Keita Kobayashi
2022
Dataset Construction for Scientific-Document Writing Support by Extracting Related Work Section and Citations from PDF Papers
Keita Kobayashi
|
Kohei Koyama
|
Hiromi Narimatsu
|
Yasuhiro Minami
Proceedings of the Thirteenth Language Resources and Evaluation Conference
To augment datasets used for scientific-document writing support research, we extract texts from “Related Work” sections and citation information in PDF-formatted papers published in English. The previous dataset was constructed entirely with Tex-formatted papers, from which it is easy to extract citation information. However, since many publicly available papers in various fields are provided only in PDF format, a dataset constructed using only Tex papers has limited utility. To resolve this problem, we augment the existing dataset by extracting the titles of sections using the visual features of PDF documents and extracting the Related Work section text using the explicit title information. Since text generated from the figures and footnotes appearing in the extraction target areas is considered noise, we remove instances of such text.
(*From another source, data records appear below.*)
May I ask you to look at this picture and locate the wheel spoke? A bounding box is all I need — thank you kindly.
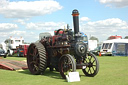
[92,60,96,63]
[92,67,95,71]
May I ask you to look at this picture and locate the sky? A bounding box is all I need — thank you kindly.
[0,0,128,43]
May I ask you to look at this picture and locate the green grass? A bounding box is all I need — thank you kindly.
[0,56,128,85]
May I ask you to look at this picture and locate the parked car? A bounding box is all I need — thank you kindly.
[0,48,7,58]
[17,44,29,57]
[91,46,101,55]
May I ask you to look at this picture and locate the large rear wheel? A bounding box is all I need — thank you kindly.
[82,52,99,77]
[59,54,76,79]
[27,42,47,74]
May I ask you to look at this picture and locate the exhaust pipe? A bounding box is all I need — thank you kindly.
[72,9,79,34]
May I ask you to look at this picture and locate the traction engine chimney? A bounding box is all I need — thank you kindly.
[72,9,79,34]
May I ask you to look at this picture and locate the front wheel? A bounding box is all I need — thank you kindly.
[59,54,76,79]
[82,52,99,77]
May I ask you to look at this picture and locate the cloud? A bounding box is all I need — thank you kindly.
[26,22,66,31]
[80,17,90,22]
[0,0,63,18]
[80,18,128,40]
[99,0,128,8]
[0,30,39,43]
[0,23,18,32]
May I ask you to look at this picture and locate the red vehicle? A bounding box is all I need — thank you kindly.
[108,35,122,40]
[17,45,29,57]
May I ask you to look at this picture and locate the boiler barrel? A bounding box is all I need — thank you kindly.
[72,9,79,34]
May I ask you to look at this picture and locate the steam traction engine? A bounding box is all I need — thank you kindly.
[27,10,99,78]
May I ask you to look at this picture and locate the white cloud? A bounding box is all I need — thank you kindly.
[80,17,90,22]
[0,31,39,42]
[80,18,128,40]
[99,0,128,8]
[0,0,63,18]
[0,23,18,32]
[26,22,66,31]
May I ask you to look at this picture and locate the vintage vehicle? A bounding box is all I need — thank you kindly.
[27,9,99,79]
[100,39,128,56]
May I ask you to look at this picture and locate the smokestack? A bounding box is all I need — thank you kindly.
[72,9,79,34]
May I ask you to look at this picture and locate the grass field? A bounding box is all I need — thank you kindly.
[0,56,128,85]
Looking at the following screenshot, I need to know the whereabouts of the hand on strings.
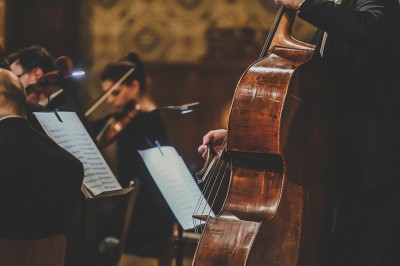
[275,0,304,10]
[197,129,228,159]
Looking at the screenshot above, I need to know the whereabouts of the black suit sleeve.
[299,0,399,44]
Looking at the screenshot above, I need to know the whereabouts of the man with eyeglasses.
[8,45,91,133]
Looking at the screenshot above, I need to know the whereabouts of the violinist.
[202,0,400,266]
[8,45,91,133]
[93,53,174,257]
[0,69,84,239]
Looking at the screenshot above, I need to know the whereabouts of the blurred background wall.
[0,0,313,172]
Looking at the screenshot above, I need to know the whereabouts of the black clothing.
[26,102,50,134]
[0,118,84,238]
[93,111,174,256]
[299,0,400,266]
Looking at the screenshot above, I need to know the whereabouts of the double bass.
[193,7,330,266]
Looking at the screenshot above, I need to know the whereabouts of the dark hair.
[0,71,27,115]
[8,45,56,73]
[100,52,147,92]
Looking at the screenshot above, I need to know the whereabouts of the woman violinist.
[93,53,174,256]
[198,0,400,266]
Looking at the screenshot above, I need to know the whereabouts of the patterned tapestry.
[85,0,311,65]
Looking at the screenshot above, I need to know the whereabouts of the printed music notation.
[139,146,215,230]
[34,112,122,197]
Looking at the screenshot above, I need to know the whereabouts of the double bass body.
[193,8,330,266]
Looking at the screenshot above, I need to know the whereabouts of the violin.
[85,67,136,148]
[192,7,330,266]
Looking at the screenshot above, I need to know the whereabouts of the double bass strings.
[193,139,230,242]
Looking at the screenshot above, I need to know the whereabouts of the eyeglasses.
[111,90,121,96]
[16,71,28,78]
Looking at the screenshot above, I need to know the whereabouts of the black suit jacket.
[299,0,400,266]
[0,118,84,238]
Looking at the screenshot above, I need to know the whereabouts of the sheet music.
[34,112,122,196]
[139,146,214,230]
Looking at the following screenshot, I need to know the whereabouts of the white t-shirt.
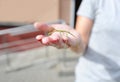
[76,0,120,82]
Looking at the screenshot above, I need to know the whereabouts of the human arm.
[73,16,94,52]
[34,16,93,52]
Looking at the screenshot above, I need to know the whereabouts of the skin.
[34,16,94,53]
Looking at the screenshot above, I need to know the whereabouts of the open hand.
[34,23,81,48]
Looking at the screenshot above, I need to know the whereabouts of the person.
[34,0,120,82]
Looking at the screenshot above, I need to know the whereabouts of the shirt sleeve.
[77,0,97,20]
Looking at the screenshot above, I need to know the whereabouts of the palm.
[35,24,80,48]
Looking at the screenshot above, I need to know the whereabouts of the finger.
[36,35,44,41]
[34,22,54,33]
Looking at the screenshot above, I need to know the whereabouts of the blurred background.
[0,0,81,82]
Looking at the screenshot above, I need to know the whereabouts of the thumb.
[34,22,54,33]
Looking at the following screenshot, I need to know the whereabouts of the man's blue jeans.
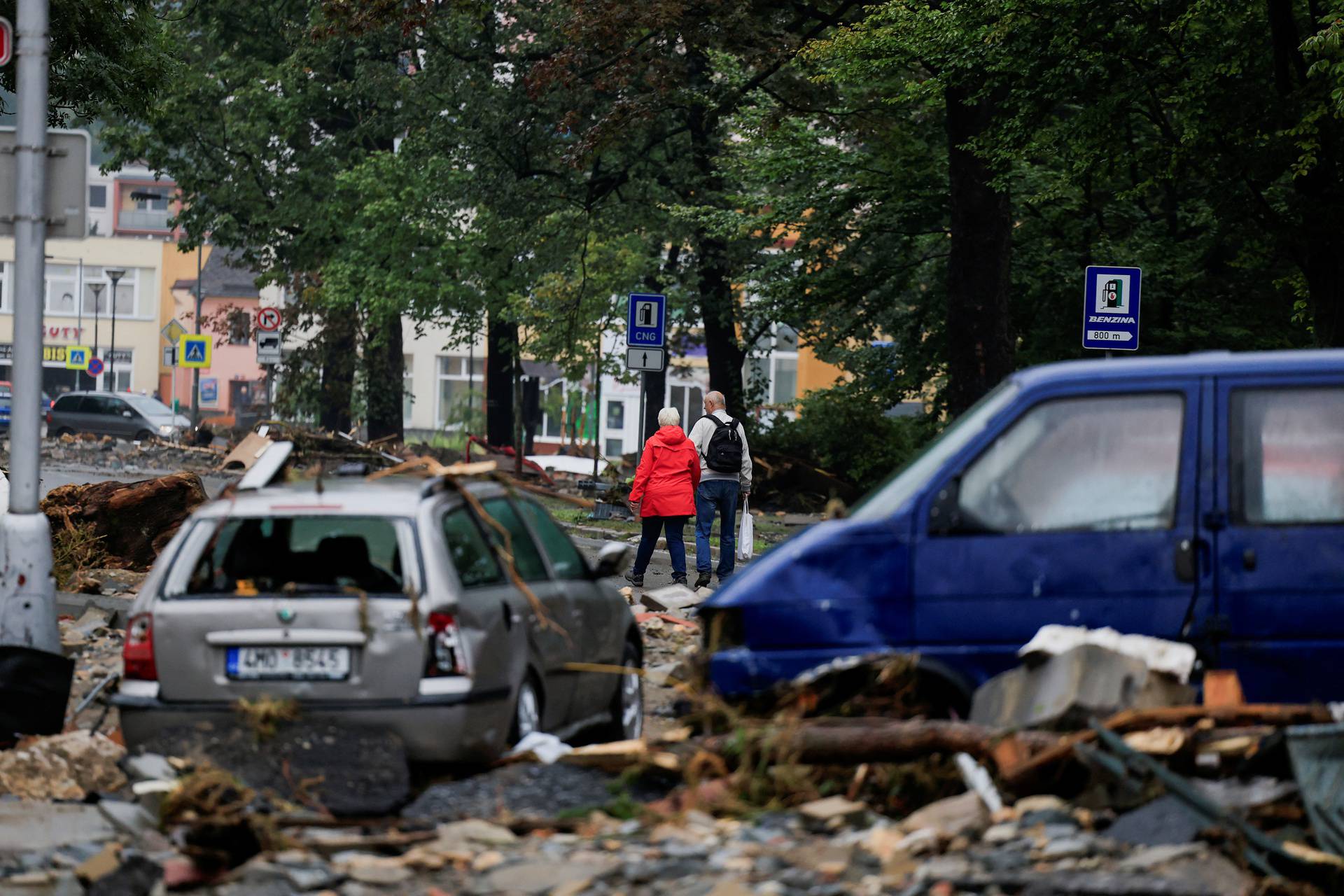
[695,479,741,582]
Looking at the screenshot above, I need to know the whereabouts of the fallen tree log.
[1001,704,1332,797]
[41,473,206,573]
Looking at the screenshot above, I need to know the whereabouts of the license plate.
[225,648,349,681]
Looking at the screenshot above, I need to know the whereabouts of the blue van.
[704,351,1344,703]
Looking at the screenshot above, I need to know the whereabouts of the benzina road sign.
[177,336,210,367]
[1084,266,1142,352]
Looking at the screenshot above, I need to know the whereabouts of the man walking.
[691,392,751,589]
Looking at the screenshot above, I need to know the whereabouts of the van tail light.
[425,612,466,678]
[121,612,159,681]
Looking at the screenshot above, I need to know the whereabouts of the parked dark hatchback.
[704,351,1344,701]
[47,392,191,442]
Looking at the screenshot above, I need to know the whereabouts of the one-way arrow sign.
[625,348,663,371]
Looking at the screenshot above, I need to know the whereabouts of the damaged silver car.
[114,462,644,762]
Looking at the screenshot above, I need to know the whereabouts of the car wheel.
[598,642,644,740]
[508,673,542,744]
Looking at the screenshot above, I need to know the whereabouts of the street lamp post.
[106,267,126,392]
[89,284,102,379]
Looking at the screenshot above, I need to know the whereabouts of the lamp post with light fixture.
[104,267,126,392]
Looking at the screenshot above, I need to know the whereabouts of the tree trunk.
[364,312,406,440]
[946,86,1014,415]
[317,309,359,433]
[485,313,517,447]
[687,47,746,418]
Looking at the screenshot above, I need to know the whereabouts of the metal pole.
[108,270,124,392]
[193,243,204,427]
[0,0,65,687]
[593,330,605,479]
[9,0,50,518]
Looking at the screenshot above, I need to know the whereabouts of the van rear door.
[1210,372,1344,701]
[913,377,1201,680]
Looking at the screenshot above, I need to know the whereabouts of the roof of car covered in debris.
[196,475,504,516]
[1012,349,1344,387]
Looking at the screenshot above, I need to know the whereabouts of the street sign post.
[625,348,666,371]
[1084,266,1142,352]
[177,336,210,368]
[625,293,668,348]
[257,332,279,367]
[159,317,187,344]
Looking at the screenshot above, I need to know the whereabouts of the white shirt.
[690,407,751,491]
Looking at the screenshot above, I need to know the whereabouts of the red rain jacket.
[630,426,700,516]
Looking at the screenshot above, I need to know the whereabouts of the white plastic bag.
[738,501,755,560]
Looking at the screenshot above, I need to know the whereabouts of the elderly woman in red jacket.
[625,407,700,587]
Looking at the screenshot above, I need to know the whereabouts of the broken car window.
[187,516,403,595]
[444,507,504,589]
[960,395,1185,532]
[1230,387,1344,525]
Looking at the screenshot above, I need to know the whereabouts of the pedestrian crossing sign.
[66,345,92,371]
[177,336,210,367]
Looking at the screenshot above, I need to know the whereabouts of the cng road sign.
[159,317,187,345]
[1084,266,1142,352]
[625,348,665,371]
[625,293,668,348]
[177,336,210,368]
[66,345,92,371]
[257,333,281,367]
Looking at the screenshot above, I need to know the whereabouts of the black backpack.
[704,414,742,473]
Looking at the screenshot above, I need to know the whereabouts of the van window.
[1230,387,1344,525]
[958,393,1185,532]
[187,516,403,596]
[444,507,504,589]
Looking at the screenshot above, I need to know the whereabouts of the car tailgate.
[153,595,425,701]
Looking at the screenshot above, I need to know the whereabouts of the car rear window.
[187,516,405,595]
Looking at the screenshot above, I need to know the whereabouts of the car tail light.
[121,612,159,681]
[425,612,466,678]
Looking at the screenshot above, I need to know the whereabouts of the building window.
[668,386,704,433]
[434,355,485,431]
[402,355,415,427]
[745,323,798,407]
[540,380,574,440]
[227,312,251,345]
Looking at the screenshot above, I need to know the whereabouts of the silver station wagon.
[113,467,644,762]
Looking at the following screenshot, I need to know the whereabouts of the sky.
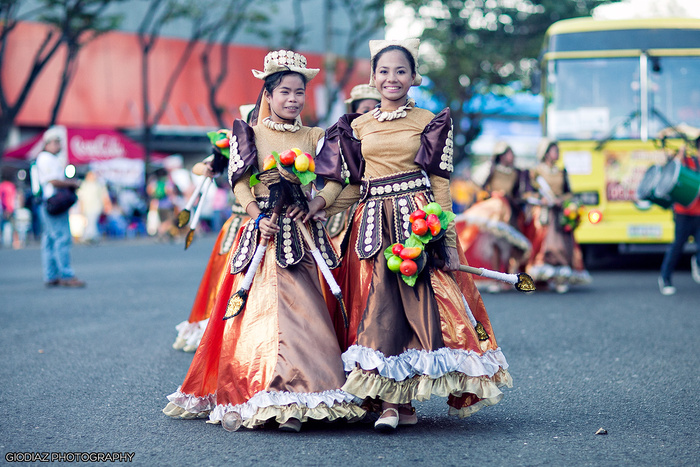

Moreover, we map the cited paper’s information obtained using existing tools to citation marks detected by regular expression rules, resulting in pairs of cited paper information and text of the Related Work section. By evaluating body text extraction and citation mapping in the constructed dataset, the accuracy of the proposed dataset was found to be close to that of the previous dataset. Accordingly, we demonstrated the possibility of building a significantly augmented dataset.